Early admission: He’s my Harvard, OK? And I do not favor the former vice president because I think he has the best chance of winning, which may or may not be true.

Instead, if the contest were tomorrow, I’d vote Biden because I think he’d do the best job if we did manage to grab the wheel away from a president who reminds me more every day of “Vinny the Chin” Gigante, a mob boss who used to go around New York City in his bathrobe and house shoes, babbling to himself. (Vinny might have been faking madness to stay out of prison, but the guy currently faking sanity to stay in the Oval Office does a pretty good Vinny imitation all the same.)

So how is it that everywhere I go, I meet Biden supporters who don’t know they’re settling? And how is it that only we nonexistent Joe enthusiasts seem to be able to see each other?

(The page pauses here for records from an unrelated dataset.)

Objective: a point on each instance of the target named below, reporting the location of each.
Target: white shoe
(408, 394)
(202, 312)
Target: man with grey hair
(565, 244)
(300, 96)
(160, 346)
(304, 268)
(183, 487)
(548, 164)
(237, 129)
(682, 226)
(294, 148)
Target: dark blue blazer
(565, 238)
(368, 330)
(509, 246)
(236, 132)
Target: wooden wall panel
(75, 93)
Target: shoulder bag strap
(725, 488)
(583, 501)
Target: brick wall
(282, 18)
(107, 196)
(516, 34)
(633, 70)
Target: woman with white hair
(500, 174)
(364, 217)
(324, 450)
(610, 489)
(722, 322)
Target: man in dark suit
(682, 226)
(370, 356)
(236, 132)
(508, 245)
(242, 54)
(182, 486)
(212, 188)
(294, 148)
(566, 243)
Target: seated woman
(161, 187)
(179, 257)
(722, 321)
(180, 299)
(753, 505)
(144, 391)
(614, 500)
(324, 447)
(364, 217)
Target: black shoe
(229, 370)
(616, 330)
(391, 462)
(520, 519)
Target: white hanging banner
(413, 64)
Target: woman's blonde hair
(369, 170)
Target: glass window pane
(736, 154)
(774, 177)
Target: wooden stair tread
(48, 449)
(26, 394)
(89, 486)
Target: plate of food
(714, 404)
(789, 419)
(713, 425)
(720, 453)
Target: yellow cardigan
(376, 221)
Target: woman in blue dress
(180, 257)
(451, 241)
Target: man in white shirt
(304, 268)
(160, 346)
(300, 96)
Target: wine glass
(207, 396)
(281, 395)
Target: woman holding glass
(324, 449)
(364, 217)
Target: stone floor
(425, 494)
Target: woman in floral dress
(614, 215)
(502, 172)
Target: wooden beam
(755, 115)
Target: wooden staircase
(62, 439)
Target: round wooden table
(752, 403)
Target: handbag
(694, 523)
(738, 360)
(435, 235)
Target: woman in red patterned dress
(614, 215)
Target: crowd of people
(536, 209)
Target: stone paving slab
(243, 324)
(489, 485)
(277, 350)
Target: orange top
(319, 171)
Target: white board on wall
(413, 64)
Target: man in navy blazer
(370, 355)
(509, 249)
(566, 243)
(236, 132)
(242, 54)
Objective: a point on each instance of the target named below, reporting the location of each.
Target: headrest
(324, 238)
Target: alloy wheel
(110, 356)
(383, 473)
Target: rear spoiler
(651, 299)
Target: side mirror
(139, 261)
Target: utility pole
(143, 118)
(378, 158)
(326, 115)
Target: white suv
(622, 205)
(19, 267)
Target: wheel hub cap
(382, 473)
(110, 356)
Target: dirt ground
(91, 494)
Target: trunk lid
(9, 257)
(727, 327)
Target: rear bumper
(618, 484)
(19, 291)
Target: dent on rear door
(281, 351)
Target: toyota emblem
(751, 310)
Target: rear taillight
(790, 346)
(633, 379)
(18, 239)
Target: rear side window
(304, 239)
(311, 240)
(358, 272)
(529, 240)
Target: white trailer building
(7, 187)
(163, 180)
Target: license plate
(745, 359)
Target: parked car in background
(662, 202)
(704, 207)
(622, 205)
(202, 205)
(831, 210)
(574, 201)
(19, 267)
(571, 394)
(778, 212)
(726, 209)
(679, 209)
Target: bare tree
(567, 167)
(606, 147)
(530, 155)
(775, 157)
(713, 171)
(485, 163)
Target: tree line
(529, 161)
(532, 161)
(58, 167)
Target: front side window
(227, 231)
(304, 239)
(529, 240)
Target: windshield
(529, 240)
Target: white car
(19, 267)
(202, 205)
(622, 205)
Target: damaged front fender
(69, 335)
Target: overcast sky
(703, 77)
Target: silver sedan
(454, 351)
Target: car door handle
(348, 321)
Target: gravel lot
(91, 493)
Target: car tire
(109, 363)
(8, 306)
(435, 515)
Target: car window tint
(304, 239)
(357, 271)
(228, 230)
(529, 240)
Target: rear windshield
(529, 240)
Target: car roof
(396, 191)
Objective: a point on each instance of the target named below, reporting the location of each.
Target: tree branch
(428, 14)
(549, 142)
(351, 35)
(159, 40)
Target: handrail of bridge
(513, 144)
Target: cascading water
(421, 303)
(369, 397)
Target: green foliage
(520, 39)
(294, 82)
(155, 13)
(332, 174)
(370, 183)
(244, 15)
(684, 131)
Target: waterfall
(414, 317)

At a wedding in New York, changing planes in Washington, over coffee in Boston and on my porch in Kansas City, what I hear from pro-Joe Democrats is hardly resignation. Nor is it some complicated, defeatist calculus about how appealing non-Trump-loving Republicans might find him.

A childhood friend in Illinois talks about how blessedly comfortable Biden makes her feel — and if you think “comfortable” means meh, you must have slept through the past three fun-filled years.

His authenticity and experience are exactly what the country needs now, says a former colleague in Florida.

And best of all, he would have no learning curve, so he could get right to work undoing the damage caused by what’s-his-name, says a therapist in North Carolina.

“He’s a good, honorable, smart, decent, civil man who has dedicated his entire life to public service,” says Morna Murray, executive director of the Rhode Island Disability Law Center and former senior counsel to Sen. Bob Casey of Pennsylvania. “He was a great senator and vice president, and I’m pretty sure it does not get much better than that!”

It’s early in the campaign, and I’m not even trying to win converts; love who you love, and I will, too. But pundits, please stop insisting that nobody is excited about Biden’s candidacy, or that he’s the head-over-heart guy who appeals only to those making a bloodless, Vulcan and strictly strategic choice.

Really, have you met Joe Biden, people? I ask because if you’ve glimpsed him at any point over the past 40 years, you may have noticed that his biggest selling point is his giant heart, and the way that after multiple tragedies, he walks through the world as the compassionate consoler and messy, highly emotional and ever-ready empathizer we do need most right now. It’s strange for those of us who appreciate these qualities in him most of all to then be told that we shouldn’t be so passionless and practical in choosing a candidate.

It’s so painful to watch Biden being Al Gored, with every utterance shorn of context in service to the narrative. Then, it was that Gore exaggerated. And he did, but the planet is considerably worse off today because we were saved from that nightmare. Today, of course, it’s that Biden is gaffe-prone. And he is, but by getting stuck on Biden gaffes as we did on Gore exaggerations, the planet will be worse off.

Now, maybe this is not completely unlike that day in fourth grade when our teacher Miss Wiswall said, “No one in here still believes in Santa Claus, do they?” and I put my hand up and said, “I do.”

Not because I didn’t know the other kids would laugh, and not even because I believed in Santa Claus, but because I wished I did, and wanted to stand up for innocence, or maybe just contrarianism, and against being told what to think. What if some other 9-year-old was sitting there crushed at the news? But back to Joe Biden … him I do believe in.